O deputado Jair Bolsonaro

Ambiente de ‘guerra’ favorece Bolsonaro

Além disso, ao investir na narrativa sobre o “risco à democracia”, a esquerda e o PT estariam levando o jogo eleitoral para um campo onde Bolsonaro leva vantagem – e evitando a discussão focada em propostas para os problemas do país.
“A narrativa da defesa da democracia fala muito com os militantes do PT, fala muito com um público que já é do PT ou que já tenderia a apoiar o Haddad. Mas é uma retórica que acirra a polarização. E acaba sendo eficiente para o Bolsonaro, pois este é um clima no qual ele opera bem. O clima de ‘guerra cultural’ é um ecossistema no qual um candidato populista e conservador, com as características do Bolsonaro, funciona bem”, observa ele.

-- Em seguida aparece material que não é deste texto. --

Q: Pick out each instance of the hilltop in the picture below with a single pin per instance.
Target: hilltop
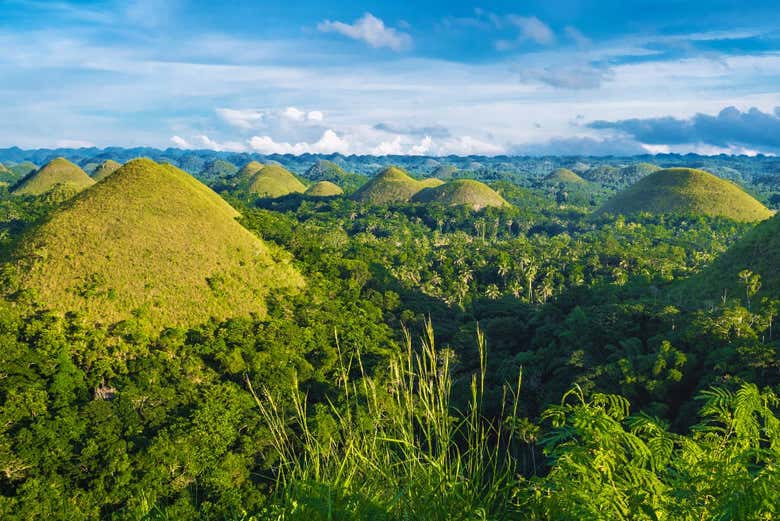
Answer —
(59, 171)
(274, 181)
(392, 185)
(564, 176)
(758, 251)
(149, 237)
(324, 189)
(324, 170)
(687, 190)
(461, 192)
(105, 169)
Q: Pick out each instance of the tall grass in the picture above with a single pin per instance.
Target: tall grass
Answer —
(399, 449)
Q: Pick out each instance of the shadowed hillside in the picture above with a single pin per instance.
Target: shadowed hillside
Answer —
(150, 237)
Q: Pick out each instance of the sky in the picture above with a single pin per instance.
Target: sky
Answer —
(427, 77)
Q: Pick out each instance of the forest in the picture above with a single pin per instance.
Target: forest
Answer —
(545, 344)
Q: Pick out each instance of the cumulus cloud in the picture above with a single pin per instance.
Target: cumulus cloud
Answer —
(329, 143)
(370, 30)
(437, 131)
(241, 118)
(731, 129)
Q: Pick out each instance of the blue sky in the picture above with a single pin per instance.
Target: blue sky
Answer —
(424, 77)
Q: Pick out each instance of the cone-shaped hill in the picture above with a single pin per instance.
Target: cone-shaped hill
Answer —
(149, 237)
(467, 192)
(324, 189)
(687, 190)
(105, 169)
(59, 171)
(274, 181)
(392, 185)
(563, 176)
(758, 251)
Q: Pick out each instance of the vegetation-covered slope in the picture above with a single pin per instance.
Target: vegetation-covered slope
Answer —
(565, 176)
(392, 185)
(105, 169)
(687, 190)
(59, 171)
(324, 189)
(150, 237)
(461, 192)
(274, 181)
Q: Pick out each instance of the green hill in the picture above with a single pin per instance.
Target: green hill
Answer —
(153, 238)
(687, 190)
(563, 176)
(324, 170)
(324, 189)
(461, 192)
(274, 181)
(59, 171)
(105, 169)
(758, 251)
(392, 185)
(22, 169)
(444, 172)
(218, 169)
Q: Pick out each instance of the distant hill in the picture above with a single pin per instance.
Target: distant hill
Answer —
(444, 172)
(59, 171)
(563, 176)
(758, 251)
(324, 170)
(324, 189)
(105, 169)
(687, 190)
(461, 192)
(274, 181)
(22, 169)
(152, 238)
(219, 169)
(392, 185)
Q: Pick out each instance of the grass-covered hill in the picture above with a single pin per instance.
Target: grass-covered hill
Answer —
(392, 185)
(22, 169)
(563, 176)
(324, 170)
(459, 192)
(758, 252)
(59, 171)
(687, 190)
(149, 237)
(274, 181)
(324, 189)
(105, 169)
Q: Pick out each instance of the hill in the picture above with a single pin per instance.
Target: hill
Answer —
(324, 189)
(22, 169)
(153, 238)
(392, 185)
(274, 181)
(59, 171)
(324, 170)
(563, 176)
(105, 169)
(687, 190)
(461, 192)
(758, 251)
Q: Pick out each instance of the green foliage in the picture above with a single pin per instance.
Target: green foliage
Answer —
(57, 172)
(687, 190)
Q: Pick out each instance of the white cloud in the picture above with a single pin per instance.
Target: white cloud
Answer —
(180, 142)
(371, 30)
(73, 143)
(244, 118)
(329, 143)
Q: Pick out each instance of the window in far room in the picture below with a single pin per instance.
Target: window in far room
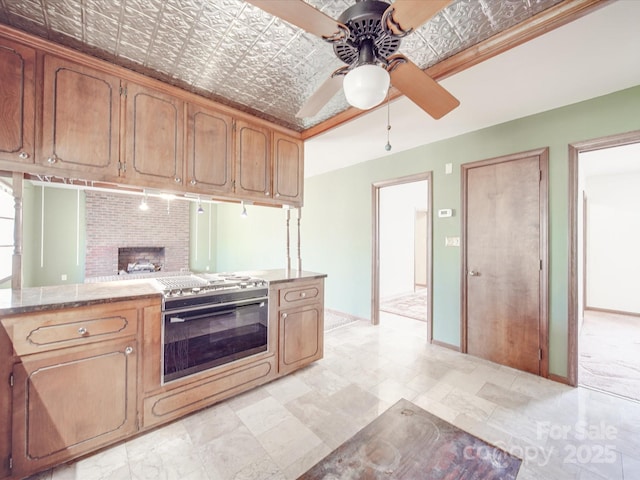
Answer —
(7, 215)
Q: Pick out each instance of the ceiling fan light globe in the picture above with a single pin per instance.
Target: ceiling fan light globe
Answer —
(366, 86)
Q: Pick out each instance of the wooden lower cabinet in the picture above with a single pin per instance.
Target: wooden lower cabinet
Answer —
(6, 365)
(187, 398)
(300, 313)
(87, 377)
(70, 402)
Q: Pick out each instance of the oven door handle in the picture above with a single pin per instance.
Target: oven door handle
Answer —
(237, 303)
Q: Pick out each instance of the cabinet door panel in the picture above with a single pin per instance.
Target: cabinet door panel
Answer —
(253, 168)
(17, 94)
(288, 169)
(209, 159)
(301, 337)
(154, 135)
(81, 118)
(71, 403)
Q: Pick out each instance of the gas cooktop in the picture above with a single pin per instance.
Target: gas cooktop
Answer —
(207, 283)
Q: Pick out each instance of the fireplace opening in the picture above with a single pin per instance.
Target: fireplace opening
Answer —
(140, 259)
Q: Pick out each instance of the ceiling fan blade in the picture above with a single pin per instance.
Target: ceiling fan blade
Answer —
(423, 90)
(410, 14)
(302, 15)
(321, 96)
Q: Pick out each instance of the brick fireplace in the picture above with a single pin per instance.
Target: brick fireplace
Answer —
(114, 223)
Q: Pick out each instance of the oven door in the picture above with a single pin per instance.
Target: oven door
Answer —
(197, 339)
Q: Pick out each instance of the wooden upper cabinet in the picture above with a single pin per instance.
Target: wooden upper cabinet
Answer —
(17, 102)
(154, 137)
(80, 119)
(209, 150)
(253, 160)
(288, 165)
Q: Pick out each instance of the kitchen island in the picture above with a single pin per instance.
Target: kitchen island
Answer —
(85, 364)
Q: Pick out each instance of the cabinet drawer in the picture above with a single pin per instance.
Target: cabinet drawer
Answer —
(65, 328)
(299, 295)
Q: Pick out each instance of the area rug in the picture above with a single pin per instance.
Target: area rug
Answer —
(408, 443)
(413, 305)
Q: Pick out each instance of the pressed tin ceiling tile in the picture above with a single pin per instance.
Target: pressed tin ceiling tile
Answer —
(236, 53)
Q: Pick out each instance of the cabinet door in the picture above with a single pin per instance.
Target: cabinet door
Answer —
(253, 161)
(71, 403)
(154, 137)
(6, 365)
(80, 119)
(301, 334)
(288, 165)
(17, 94)
(209, 142)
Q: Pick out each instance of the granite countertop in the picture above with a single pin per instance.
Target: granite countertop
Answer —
(35, 299)
(282, 275)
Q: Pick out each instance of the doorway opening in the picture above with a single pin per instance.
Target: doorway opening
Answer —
(604, 330)
(402, 250)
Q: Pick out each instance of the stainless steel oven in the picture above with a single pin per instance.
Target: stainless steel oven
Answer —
(210, 325)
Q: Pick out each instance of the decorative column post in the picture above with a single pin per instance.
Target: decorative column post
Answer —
(299, 255)
(16, 264)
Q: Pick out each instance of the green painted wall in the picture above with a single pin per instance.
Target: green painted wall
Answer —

“É um pouco o que o Steve Bannon (ex-estrategista e assessor político do republicano Donald Trump, nos EUA) dizia dos democratas nos Estados Unidos. ‘Olha, se vocês insistirem na retórica da política identitária (relacionada a direitos de minorias como negros e homossexuais), nós vamos ganhar a eleição (de 2016)’. Nesta guerra cultural, os conservadores se saem melhor que os progressistas, digamos”, diz.
Steve Bannon
“É isto que está acontecendo agora no Brasil. Esta é uma retórica que ela mobiliza os militantes, os intelectuais, os ativistas do PT, de modo geral, mas ela não fala com o eleitor menos politizado. Ela não busca votos do outro lado”, avalia ele, que vê falhas de estratégia que explicam o desempenho fraco do PT na disputa pelos votos.
“A grande chance de Haddad nesta campanha era tirar votos do outro lado. Quando ele faz uma acusação moral, uma acusação ética (contra Bolsonaro), dentro desta metalinguagem que é muito abstrata, ela não funciona. Ela joga a discussão para um terreno onde Bolsonaro ganha a eleição”, diz Schüler.